Levantei, pisava nos esparramados cacos de vidro; tirei o telefone do gancho. Em tom avermelhado, o rastro desenhava o caminho de volta ao recanto; nas paredes ao lado, esquecidas imagens de santos, pragas de outras rotinas – um passeio pela brisa ousada. Era dor, por isso era vermelho – o amor com dor, não sendo assim, não o seria. O trajeto de labirinto de concreto – até demais – se arrastava, junto aos meus pés não mais virgens – Oh Maria! –, ajoelhei-me e desdobrei-me, pois, deitei-me. O chão acalantava meus prazeres masoquistas, possuía-me frio e denso – como a brisa ousada –, o momento exato de lamber a poeira não menos insalubre que eu – um poço de osso dengoso, cinza podre. O que uma droga não era possível de arcar, meu manequim arcava, uma droga comparável à vida – uma alucinógena que, uma vez obtida, tendenciosa é perdida, depois sim esquecida. Escorria, de meu ouvido, um líquido com resquício de sabão, química juvenil; a alma livrava-se da mente amarelada, depois de frita, por pinocitose inversa. Em seguida, viria a clara, por fagocitose inversa, exalando o grandioso restante nada; as cores zombavam de mim, enquanto eu me derretia – esse é o perigo do fogo.
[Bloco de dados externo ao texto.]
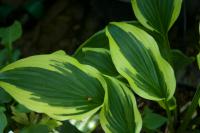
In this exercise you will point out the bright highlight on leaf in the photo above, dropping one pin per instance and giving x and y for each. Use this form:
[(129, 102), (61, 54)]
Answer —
[(137, 58), (55, 84), (119, 113), (158, 15)]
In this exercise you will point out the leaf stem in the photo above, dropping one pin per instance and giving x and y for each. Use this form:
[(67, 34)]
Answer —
[(170, 119), (166, 51), (190, 111)]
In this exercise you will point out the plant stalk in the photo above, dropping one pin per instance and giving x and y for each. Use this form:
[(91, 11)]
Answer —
[(166, 51), (190, 111), (170, 119)]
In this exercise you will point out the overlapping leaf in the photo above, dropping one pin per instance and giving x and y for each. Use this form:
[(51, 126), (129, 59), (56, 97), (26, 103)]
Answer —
[(158, 15), (137, 58), (99, 58), (11, 33), (55, 84), (95, 52), (119, 113)]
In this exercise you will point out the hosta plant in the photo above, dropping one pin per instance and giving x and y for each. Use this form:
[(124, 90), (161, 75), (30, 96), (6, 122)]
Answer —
[(107, 74)]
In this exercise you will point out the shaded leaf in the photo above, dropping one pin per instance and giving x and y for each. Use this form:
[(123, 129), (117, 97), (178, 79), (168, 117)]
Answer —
[(11, 33), (35, 129), (137, 58), (152, 120), (180, 60), (171, 103), (158, 15), (68, 128), (4, 97), (55, 84), (198, 60), (98, 40), (120, 113), (3, 119)]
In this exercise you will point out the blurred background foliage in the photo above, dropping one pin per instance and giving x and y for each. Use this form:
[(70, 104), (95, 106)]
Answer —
[(44, 26)]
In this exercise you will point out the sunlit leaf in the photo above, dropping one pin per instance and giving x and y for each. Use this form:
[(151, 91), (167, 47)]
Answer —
[(95, 52), (137, 58), (99, 58), (119, 113), (55, 84), (158, 15), (86, 125), (171, 104)]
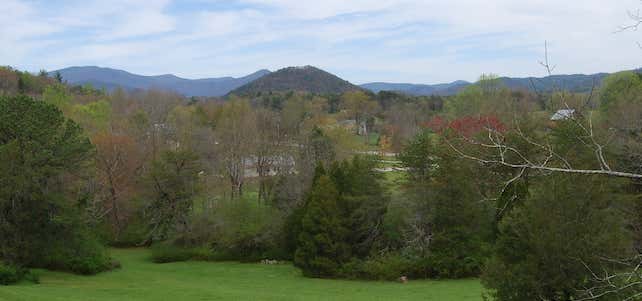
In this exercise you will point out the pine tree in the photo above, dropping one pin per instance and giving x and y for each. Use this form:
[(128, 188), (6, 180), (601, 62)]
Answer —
[(322, 246)]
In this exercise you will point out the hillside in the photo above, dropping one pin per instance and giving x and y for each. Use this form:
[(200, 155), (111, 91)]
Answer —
[(573, 82), (307, 79), (112, 78), (417, 89)]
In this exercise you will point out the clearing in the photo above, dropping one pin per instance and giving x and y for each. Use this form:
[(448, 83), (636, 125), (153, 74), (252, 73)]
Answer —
[(140, 279)]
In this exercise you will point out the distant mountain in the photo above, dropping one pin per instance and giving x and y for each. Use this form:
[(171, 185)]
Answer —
[(112, 78), (306, 79), (417, 89), (572, 82)]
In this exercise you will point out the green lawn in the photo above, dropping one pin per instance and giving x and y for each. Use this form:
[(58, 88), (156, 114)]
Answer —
[(139, 279)]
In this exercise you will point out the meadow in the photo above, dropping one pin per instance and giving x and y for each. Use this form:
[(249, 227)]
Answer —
[(140, 279)]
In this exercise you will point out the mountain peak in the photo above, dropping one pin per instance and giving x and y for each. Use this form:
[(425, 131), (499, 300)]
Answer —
[(297, 78), (110, 79)]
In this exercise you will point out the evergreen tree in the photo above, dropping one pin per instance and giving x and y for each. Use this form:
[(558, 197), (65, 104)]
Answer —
[(322, 243)]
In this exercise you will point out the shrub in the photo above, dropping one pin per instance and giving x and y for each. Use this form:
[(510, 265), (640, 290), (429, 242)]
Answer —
[(247, 232), (10, 274), (80, 253), (167, 252)]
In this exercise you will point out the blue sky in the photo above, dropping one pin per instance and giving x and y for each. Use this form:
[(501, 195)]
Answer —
[(362, 41)]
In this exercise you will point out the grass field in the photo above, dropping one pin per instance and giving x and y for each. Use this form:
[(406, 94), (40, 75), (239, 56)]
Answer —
[(139, 279)]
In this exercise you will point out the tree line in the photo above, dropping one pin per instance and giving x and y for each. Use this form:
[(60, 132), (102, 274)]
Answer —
[(479, 187)]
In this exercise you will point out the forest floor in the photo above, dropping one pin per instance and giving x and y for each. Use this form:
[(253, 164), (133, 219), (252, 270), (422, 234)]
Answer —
[(140, 279)]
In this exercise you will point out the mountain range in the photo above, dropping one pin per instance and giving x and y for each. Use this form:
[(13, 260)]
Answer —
[(112, 78), (306, 78)]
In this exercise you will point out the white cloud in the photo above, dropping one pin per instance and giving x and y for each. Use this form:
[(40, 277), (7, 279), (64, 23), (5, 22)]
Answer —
[(387, 40)]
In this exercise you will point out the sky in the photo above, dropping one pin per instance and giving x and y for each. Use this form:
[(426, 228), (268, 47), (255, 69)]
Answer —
[(430, 41)]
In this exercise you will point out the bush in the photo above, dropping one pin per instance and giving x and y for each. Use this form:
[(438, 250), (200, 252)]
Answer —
[(247, 232), (10, 274), (81, 254), (167, 252), (383, 267)]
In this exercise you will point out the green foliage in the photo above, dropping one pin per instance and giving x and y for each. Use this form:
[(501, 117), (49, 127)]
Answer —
[(141, 279), (546, 247), (174, 180), (94, 116), (452, 229), (40, 227), (340, 220), (58, 96), (167, 252), (247, 232), (322, 244), (10, 274), (618, 87)]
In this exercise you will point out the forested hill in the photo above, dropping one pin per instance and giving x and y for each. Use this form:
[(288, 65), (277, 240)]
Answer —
[(578, 83), (112, 78), (306, 78)]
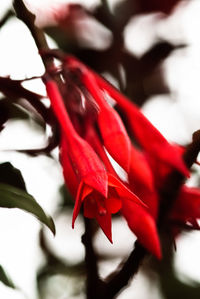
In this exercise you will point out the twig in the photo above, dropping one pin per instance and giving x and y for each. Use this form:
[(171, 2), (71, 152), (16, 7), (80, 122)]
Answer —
[(6, 17)]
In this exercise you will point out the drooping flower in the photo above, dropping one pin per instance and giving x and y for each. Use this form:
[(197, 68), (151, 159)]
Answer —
[(99, 129)]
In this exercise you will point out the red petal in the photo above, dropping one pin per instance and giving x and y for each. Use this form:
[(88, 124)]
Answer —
[(147, 135), (122, 190), (88, 165), (90, 208), (113, 204), (187, 204), (70, 177), (142, 225), (140, 174), (112, 129), (78, 202)]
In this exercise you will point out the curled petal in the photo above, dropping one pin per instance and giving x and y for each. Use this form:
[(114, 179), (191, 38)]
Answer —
[(143, 226), (105, 224), (114, 135), (147, 135)]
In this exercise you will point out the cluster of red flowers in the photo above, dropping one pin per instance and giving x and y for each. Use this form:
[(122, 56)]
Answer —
[(91, 128)]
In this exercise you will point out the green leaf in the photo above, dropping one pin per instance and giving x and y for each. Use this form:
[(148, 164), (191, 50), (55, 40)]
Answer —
[(6, 279), (12, 197)]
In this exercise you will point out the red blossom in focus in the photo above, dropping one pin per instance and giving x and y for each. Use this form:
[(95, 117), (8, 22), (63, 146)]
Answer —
[(89, 132)]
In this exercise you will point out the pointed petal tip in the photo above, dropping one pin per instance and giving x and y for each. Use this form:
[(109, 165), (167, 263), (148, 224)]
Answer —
[(99, 182)]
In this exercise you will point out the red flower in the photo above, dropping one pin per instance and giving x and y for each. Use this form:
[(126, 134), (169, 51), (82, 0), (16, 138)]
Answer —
[(146, 134), (86, 163)]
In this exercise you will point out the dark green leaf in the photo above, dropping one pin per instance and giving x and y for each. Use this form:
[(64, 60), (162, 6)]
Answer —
[(11, 197), (6, 279)]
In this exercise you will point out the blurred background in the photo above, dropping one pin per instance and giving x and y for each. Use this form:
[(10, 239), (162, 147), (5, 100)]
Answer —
[(150, 50)]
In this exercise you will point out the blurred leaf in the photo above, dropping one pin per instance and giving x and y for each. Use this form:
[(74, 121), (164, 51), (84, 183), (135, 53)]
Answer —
[(12, 110), (14, 91), (11, 176), (6, 17), (11, 197), (6, 279)]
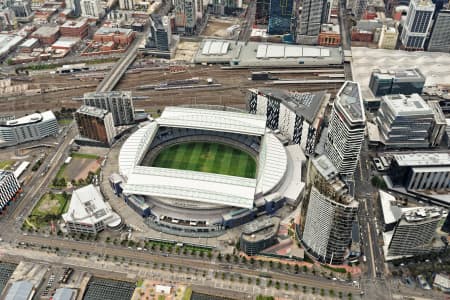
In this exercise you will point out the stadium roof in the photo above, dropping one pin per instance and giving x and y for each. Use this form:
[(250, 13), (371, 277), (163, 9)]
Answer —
[(215, 120), (199, 186)]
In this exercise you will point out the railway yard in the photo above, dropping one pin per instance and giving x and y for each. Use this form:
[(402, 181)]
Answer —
[(155, 86)]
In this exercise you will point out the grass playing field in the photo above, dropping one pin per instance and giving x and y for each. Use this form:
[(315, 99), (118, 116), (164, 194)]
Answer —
[(207, 157)]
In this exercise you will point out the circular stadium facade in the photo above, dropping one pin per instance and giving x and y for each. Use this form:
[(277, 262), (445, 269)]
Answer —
[(197, 172)]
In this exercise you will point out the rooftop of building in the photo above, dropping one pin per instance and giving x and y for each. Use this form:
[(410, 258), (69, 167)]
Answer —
[(303, 104), (425, 159), (64, 294), (113, 30), (439, 116), (8, 41), (92, 111), (241, 54), (75, 23), (402, 105), (260, 229), (33, 118), (88, 206), (442, 280), (420, 214), (46, 31), (400, 74), (435, 66), (325, 167), (20, 290), (350, 100), (107, 94)]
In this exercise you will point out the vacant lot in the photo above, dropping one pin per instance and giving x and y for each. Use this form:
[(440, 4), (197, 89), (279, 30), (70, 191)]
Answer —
[(79, 167), (207, 157)]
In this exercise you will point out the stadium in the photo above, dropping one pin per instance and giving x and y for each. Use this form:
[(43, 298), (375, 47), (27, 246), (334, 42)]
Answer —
[(199, 171)]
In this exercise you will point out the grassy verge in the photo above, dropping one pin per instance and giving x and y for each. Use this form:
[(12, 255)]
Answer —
[(49, 208), (85, 155)]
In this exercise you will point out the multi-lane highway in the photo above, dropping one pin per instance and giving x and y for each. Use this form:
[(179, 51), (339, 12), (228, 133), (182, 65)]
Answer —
[(117, 251)]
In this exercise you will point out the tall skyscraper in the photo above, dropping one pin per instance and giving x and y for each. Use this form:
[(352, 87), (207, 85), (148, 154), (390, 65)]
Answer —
[(185, 16), (9, 188), (120, 104), (91, 8), (280, 16), (126, 4), (328, 213), (95, 124), (417, 25), (74, 6), (440, 37), (346, 129), (310, 21)]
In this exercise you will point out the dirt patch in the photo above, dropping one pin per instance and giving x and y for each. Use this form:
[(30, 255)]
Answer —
[(92, 166)]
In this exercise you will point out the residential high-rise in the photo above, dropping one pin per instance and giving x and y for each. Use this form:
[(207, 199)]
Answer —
[(406, 82), (388, 37), (298, 116), (91, 8), (346, 129), (119, 103), (280, 16), (126, 4), (74, 6), (310, 21), (414, 232), (440, 37), (9, 188), (28, 128), (95, 124), (160, 34), (185, 16), (328, 213), (417, 25), (404, 122)]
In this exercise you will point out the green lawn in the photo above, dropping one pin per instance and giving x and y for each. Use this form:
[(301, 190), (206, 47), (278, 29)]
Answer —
[(50, 207), (6, 164), (209, 158)]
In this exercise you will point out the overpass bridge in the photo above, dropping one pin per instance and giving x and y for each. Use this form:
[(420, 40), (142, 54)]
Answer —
[(112, 78)]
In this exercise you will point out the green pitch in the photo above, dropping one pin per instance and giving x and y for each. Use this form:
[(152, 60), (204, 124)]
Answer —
[(207, 157)]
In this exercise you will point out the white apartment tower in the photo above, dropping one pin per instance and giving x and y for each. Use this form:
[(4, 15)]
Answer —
[(440, 37), (346, 129), (328, 213), (417, 25)]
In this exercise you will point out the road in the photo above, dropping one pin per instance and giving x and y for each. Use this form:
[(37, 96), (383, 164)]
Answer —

Mamãe, mamãe! Nessas horas é só mamãe, cabeça-mamãe, papai-mamãe, socorro-mamãe; morrera-mamãe! Bastava ter desviado o olhar para a direita e veria mamãe deitada à minha diagonal, esticando o olhar, observando a degradação de sua continuação – fagocitose completa – deixando-me ser uma nova era, indesejadamente, uma era que arranca todos os pêlos, que se suicida como gesto de morte chocante; enquanto a simplicidade suficiente seria comer, dormir e pensar – eis a questão. Não desviei o olhar, pois praticava o mimetismo indolor, entretanto bege; seria mais fácil assim pincelar o que desejasse ser – a renovação é uma bosta igual ao que a antecede.

Mamãe começava a chamar, o tempo insistia em conspirar, a vida permanecia a clamar, o telefone, fora do gancho, tornava a ruir, ir... Todos à mim. Grudei um ouvido de cada vez na parede do poço e lá os deixei, os olhos grudei em mim, a boca costurei, os sentidos expirei pelo nariz.

Em vão, mergulhei de cara no pensamento.